Dynamic light scattering in the polarized geometry has been used to investigate the dynamics of composition fluctuations in solutions of two poly(styrene-i>Zocfe-l,4-isoprene) diblock copolymers in a nonselective, good solvent both far from and near to the ordering transition. Four different relaxation mechanisms were identified. One relaxation relates to the cooperative diffusion of copolymer chains, and it behaves similarly to that in semidilute homopolymer solutions. As concentration increases, two additional relaxations gain in amplitude: the wavevector-independent internal or breathing mode, predicted by theory, with amplitude increasing with scattering angle, and the recently established for copolymer melts diffusive relaxation; the relaxation times of both processes increase with copolymer concentration. In addition, another very slow process is evident at low scattering angles and is related to the long-range density fluctuations.
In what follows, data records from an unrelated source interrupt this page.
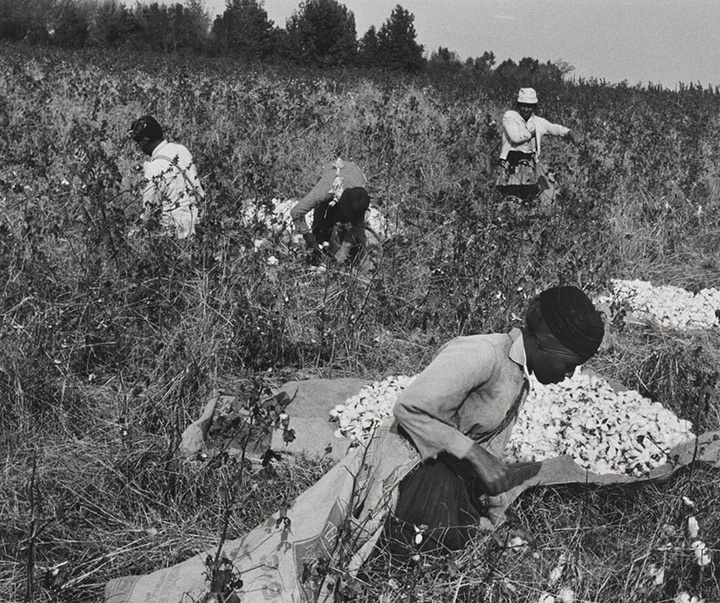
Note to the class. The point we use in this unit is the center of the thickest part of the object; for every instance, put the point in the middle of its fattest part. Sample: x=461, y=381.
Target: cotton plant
x=276, y=216
x=669, y=306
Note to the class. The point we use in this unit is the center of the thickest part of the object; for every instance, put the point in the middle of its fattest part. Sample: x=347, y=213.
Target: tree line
x=319, y=33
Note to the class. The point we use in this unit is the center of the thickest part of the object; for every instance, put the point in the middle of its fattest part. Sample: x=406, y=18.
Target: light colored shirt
x=335, y=177
x=172, y=184
x=465, y=392
x=519, y=135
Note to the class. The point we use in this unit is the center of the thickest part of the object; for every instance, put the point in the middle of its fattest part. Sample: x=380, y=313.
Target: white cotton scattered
x=602, y=430
x=657, y=574
x=557, y=571
x=360, y=414
x=703, y=555
x=666, y=305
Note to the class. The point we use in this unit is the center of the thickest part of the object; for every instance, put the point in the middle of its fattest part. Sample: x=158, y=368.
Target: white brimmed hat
x=527, y=96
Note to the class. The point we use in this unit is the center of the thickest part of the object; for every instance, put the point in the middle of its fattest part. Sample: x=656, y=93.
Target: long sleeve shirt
x=465, y=392
x=172, y=185
x=350, y=175
x=525, y=136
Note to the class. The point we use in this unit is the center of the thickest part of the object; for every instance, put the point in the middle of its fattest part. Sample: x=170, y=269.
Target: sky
x=638, y=41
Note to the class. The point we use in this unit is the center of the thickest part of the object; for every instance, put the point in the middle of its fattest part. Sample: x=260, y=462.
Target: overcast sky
x=641, y=41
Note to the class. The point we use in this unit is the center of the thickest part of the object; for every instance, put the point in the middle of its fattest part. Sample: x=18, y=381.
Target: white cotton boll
x=703, y=555
x=566, y=595
x=557, y=571
x=657, y=574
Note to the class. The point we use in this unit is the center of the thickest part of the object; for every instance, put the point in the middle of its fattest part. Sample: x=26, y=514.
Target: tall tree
x=244, y=28
x=397, y=46
x=322, y=33
x=113, y=24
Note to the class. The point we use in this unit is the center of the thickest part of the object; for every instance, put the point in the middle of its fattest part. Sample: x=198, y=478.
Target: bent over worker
x=460, y=410
x=172, y=190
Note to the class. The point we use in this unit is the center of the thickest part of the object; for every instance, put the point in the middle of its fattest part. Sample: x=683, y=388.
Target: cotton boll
x=566, y=595
x=703, y=555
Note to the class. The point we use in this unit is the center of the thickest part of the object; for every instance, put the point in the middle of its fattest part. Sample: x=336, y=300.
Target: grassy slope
x=111, y=345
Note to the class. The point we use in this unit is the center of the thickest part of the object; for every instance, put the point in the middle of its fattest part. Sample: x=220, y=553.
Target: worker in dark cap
x=172, y=194
x=338, y=201
x=459, y=411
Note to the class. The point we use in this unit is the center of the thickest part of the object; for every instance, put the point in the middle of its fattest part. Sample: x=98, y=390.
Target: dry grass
x=111, y=346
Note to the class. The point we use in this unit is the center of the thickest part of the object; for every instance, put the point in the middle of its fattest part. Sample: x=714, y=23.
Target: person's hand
x=493, y=472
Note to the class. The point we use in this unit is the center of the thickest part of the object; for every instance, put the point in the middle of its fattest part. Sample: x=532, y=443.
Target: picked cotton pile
x=669, y=306
x=359, y=415
x=603, y=430
x=276, y=216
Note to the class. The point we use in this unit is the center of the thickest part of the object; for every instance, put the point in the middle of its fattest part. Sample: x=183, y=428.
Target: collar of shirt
x=158, y=149
x=517, y=351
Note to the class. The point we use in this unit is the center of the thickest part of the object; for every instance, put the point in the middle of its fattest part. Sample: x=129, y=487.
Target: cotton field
x=603, y=430
x=668, y=306
x=276, y=215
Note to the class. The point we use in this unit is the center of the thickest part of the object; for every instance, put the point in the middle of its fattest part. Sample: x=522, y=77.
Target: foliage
x=397, y=45
x=321, y=33
x=244, y=29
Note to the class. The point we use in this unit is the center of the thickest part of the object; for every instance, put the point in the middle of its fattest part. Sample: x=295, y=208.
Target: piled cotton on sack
x=583, y=417
x=276, y=215
x=602, y=430
x=669, y=306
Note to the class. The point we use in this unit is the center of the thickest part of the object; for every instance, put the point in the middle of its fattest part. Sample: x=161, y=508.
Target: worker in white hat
x=520, y=173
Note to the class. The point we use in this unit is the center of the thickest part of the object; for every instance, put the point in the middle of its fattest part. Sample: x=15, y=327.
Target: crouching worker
x=172, y=190
x=434, y=470
x=458, y=413
x=339, y=202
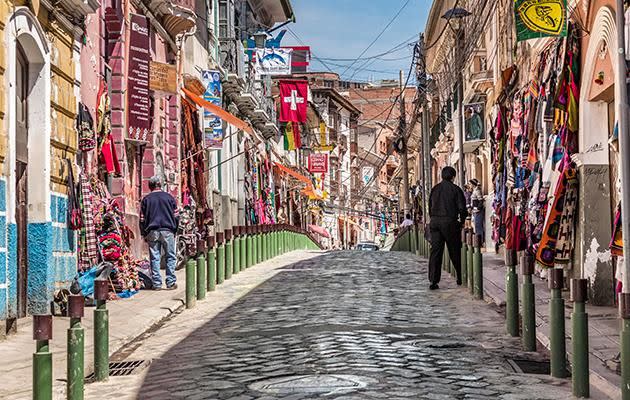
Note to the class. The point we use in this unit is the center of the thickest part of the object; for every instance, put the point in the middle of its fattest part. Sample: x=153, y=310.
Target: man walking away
x=158, y=225
x=448, y=213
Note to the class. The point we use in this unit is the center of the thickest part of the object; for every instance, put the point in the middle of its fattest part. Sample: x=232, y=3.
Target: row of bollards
x=218, y=259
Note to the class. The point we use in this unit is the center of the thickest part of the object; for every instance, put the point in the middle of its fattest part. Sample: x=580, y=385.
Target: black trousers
x=449, y=233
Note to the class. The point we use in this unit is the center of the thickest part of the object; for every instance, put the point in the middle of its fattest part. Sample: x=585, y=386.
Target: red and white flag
x=293, y=101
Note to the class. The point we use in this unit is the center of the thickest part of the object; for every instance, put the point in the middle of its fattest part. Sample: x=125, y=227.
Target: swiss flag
x=293, y=101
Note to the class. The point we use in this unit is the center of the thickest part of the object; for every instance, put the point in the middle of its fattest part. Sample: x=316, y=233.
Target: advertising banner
x=138, y=100
x=318, y=163
x=273, y=61
x=212, y=125
x=540, y=18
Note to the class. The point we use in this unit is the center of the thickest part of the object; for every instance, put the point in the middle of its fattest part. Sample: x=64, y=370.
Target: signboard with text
x=318, y=163
x=212, y=125
x=138, y=100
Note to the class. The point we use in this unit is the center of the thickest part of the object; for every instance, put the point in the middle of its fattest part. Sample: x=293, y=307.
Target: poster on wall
x=138, y=100
x=474, y=122
x=540, y=18
x=273, y=61
x=212, y=125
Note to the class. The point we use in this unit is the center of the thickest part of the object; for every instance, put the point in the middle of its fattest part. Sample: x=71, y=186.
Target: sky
x=340, y=30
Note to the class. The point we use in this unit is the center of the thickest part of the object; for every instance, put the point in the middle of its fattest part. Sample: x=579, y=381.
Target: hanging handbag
x=75, y=221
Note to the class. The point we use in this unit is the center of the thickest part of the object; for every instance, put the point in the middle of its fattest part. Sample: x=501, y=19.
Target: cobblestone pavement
x=342, y=325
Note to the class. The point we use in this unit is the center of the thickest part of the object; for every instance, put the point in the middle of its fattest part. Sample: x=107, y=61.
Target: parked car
x=366, y=246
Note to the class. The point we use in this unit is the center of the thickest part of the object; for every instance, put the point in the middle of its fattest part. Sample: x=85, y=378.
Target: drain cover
x=122, y=368
x=312, y=384
x=523, y=366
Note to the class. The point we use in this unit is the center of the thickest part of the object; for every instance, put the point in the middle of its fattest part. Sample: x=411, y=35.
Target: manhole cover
x=523, y=366
x=312, y=384
x=123, y=368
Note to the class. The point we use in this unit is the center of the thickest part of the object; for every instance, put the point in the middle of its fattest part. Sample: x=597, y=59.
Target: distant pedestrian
x=158, y=225
x=407, y=221
x=448, y=213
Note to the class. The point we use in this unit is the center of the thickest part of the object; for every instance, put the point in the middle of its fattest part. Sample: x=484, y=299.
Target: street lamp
x=454, y=18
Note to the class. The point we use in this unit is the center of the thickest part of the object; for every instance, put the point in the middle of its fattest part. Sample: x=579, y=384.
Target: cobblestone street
x=342, y=325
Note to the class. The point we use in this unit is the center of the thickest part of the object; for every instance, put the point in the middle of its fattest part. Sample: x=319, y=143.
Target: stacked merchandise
x=535, y=178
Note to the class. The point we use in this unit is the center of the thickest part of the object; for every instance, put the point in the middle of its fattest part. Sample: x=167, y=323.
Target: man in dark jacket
x=447, y=209
x=158, y=225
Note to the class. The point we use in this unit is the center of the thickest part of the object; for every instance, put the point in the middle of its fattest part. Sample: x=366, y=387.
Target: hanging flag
x=293, y=101
x=540, y=18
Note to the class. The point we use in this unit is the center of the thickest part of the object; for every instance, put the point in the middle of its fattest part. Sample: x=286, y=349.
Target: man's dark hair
x=448, y=173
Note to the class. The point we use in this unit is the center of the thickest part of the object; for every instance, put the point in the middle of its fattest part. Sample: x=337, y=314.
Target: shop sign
x=138, y=100
x=162, y=78
x=318, y=163
x=273, y=61
x=474, y=126
x=212, y=124
x=540, y=18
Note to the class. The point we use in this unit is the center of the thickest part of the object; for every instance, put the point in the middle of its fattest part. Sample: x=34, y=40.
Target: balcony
x=176, y=16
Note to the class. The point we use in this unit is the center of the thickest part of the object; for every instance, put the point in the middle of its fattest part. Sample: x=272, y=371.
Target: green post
x=191, y=285
x=528, y=303
x=220, y=258
x=211, y=276
x=42, y=358
x=556, y=321
x=580, y=373
x=75, y=349
x=201, y=273
x=237, y=250
x=101, y=331
x=478, y=267
x=511, y=286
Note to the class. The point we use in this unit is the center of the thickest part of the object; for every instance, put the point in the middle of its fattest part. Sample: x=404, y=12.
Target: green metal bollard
x=42, y=358
x=211, y=275
x=220, y=258
x=191, y=285
x=556, y=321
x=237, y=250
x=101, y=331
x=478, y=267
x=528, y=303
x=75, y=349
x=201, y=271
x=511, y=289
x=470, y=264
x=580, y=373
x=228, y=254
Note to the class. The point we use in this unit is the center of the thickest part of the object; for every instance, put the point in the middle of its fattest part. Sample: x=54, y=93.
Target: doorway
x=21, y=181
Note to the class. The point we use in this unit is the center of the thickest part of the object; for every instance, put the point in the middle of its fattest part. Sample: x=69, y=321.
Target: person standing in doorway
x=158, y=225
x=448, y=213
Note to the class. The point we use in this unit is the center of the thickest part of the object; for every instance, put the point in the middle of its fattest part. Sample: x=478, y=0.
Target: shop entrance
x=21, y=181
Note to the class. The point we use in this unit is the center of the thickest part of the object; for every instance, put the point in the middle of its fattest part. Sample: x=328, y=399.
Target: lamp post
x=454, y=18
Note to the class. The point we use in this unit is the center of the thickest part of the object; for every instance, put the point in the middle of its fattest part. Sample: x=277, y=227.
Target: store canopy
x=219, y=112
x=319, y=230
x=293, y=173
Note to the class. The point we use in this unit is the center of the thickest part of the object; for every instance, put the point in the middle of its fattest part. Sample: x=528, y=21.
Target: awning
x=219, y=112
x=319, y=230
x=293, y=173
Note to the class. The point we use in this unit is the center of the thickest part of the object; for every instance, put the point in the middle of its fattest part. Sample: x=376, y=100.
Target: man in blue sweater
x=158, y=225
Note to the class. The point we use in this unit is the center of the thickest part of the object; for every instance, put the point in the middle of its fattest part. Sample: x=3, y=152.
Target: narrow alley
x=338, y=325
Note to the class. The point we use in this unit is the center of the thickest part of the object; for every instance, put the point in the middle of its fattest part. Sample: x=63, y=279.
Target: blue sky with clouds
x=342, y=29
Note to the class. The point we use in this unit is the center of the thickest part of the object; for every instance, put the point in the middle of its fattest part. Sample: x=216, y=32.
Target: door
x=21, y=181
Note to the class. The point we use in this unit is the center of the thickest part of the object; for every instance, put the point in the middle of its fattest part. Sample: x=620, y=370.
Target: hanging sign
x=273, y=61
x=540, y=18
x=318, y=163
x=162, y=77
x=212, y=125
x=138, y=100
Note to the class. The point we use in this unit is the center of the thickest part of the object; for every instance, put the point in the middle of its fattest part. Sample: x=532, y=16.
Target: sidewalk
x=603, y=324
x=129, y=319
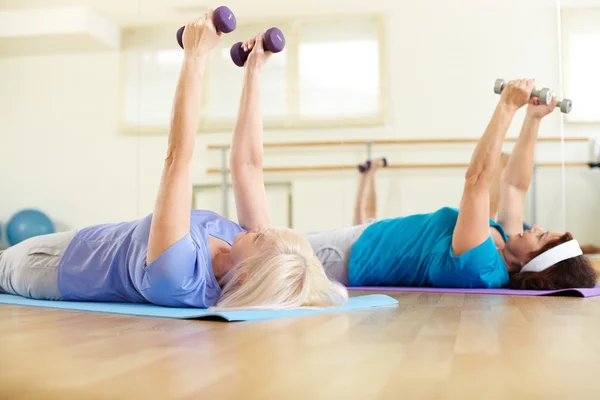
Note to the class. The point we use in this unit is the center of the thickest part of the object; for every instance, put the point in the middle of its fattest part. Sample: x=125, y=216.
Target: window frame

A theoretical analysis is presented that predicts the existence and the behavior of the first three relaxations. The new diffusive relaxation is attributed to the composition polydispersity of the diblocks; its intensity is proportional to the degree of polydispersity; its rate is governed by the self-diffusion of the copolymer chains; both its intensity and its relaxation time increase with the copolymer concentration, in contrast to the behavior of the cooperative diffusion.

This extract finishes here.